The EU's Risk-Based Approach
The European Union built its AI framework around risk tiers, the higher the potential harm of an AI use case, the stricter the requirements. Systems used in hiring, credit scoring, or law enforcement face heavy obligations around transparency and human oversight, while low-risk applications like spam filters face almost none. The philosophy is precautionary: regulate based on potential harm before problems show up at scale.
The United States' Sector-by-Sector Approach
Rather than one comprehensive AI law, the US has generally regulated AI through existing sector rules, financial regulators overseeing AI in lending, health regulators overseeing AI in medical devices, and so on, supplemented by state-level rules that vary considerably. This produces a patchwork that can be more flexible for innovation but less predictable for companies operating across multiple states.

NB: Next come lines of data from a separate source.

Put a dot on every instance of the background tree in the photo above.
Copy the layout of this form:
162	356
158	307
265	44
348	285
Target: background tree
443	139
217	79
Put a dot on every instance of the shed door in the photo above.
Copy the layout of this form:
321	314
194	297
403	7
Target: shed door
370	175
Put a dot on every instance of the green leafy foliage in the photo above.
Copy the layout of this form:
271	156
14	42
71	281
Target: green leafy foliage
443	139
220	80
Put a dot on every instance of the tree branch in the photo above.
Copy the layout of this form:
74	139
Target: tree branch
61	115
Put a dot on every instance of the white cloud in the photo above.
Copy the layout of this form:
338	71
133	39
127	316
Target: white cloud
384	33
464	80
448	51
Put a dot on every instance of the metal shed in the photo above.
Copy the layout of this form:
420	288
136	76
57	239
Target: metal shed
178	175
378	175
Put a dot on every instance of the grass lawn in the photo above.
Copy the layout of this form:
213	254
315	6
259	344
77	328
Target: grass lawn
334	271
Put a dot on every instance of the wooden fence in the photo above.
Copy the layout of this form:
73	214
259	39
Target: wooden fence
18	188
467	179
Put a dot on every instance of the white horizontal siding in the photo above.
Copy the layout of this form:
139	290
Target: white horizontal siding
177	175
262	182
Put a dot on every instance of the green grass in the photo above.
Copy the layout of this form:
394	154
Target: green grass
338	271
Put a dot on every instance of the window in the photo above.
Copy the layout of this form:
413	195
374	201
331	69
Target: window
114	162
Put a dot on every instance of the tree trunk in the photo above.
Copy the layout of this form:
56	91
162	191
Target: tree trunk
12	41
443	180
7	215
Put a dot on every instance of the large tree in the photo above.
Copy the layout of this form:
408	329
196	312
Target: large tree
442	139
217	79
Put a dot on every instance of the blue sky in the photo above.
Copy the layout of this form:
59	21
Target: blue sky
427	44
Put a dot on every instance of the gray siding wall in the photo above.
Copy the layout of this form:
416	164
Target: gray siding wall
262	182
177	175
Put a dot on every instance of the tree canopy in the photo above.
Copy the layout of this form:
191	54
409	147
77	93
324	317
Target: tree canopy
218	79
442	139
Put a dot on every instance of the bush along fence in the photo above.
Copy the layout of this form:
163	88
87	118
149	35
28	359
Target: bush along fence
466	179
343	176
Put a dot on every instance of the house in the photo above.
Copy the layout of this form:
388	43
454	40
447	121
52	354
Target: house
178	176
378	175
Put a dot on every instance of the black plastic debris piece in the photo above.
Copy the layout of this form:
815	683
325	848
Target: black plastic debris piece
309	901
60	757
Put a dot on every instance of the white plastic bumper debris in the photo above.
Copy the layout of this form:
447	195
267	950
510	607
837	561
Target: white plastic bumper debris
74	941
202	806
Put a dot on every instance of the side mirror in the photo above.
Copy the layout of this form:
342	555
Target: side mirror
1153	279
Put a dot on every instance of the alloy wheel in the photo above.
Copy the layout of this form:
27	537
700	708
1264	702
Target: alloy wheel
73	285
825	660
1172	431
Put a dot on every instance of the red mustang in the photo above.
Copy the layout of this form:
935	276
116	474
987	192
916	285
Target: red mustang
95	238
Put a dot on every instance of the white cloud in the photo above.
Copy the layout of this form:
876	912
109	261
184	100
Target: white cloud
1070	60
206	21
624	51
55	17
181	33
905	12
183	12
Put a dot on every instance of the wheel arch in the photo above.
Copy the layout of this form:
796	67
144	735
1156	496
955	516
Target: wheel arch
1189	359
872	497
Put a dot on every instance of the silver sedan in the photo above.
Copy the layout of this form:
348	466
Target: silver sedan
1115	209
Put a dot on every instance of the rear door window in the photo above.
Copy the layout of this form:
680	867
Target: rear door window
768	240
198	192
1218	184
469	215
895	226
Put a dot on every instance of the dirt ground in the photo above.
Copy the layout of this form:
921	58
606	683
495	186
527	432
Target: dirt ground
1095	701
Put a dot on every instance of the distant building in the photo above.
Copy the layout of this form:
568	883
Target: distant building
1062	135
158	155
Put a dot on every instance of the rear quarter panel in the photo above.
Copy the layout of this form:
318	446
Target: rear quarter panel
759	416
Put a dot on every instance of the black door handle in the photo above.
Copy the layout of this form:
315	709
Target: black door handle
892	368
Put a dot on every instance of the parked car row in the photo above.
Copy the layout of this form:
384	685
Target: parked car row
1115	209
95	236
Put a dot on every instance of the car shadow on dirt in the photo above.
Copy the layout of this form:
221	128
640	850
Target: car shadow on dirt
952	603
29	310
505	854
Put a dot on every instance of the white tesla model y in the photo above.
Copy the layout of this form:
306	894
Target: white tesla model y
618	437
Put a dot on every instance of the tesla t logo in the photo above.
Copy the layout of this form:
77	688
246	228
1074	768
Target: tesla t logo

China's State-Directed Model
China's approach combines active state support for AI development with specific, mandatory rules around content, particularly requirements that generative AI outputs align with core values and that synthetic media be clearly labeled. Algorithm providers in certain categories must register with regulators, reflecting a model where the state maintains close, direct oversight over how AI shapes public information.
Where Most Frameworks Actually Agree
- Transparency for synthetic media. A growing global consensus that AI-generated images, audio, and video should be labeled or watermarked.
- High-risk use cases deserve extra scrutiny. Nearly every framework treats hiring, lending, healthcare, and law enforcement AI more strictly than low-stakes uses.
- Human oversight for consequential decisions. Most rules require a human to be able to review or override significant automated decisions.
What This Means for Builders
For anyone building AI products with an international audience, the practical takeaway is that compliance cannot be an afterthought bolted on at launch. Data handling, transparency disclosures, and risk classification often need to be designed in from the start, since retrofitting a product for a stricter jurisdiction later is far more expensive.
It also means the safest long-term bet is building toward the strictest reasonable standard rather than the loosest one, since regulation in this space has moved in one direction, toward more oversight, not less, in nearly every major market over the past few years.
The Open Question
None of these frameworks have fully settled how to handle the fastest-moving parts of the field, autonomous agents that take real-world actions, and models capable of assisting with genuinely dangerous tasks. Expect continued, fairly rapid amendment to these rules as the technology itself keeps moving, rather than a single stable rulebook settling in anytime soon.
Key Takeaways
- The EU regulates AI by risk tier, the US mostly through existing sector rules, and China through direct state oversight of content and providers.
- Despite different philosophies, most frameworks agree on labeling synthetic media and requiring human oversight for high-stakes decisions.
- Compliance needs to be designed into a product from the start, not retrofitted after launch.
- Regulatory trends have moved toward more oversight, not less, across nearly every major market.
- The fastest-moving areas, autonomous agents and dual-use capabilities, remain the least settled parts of the regulatory picture.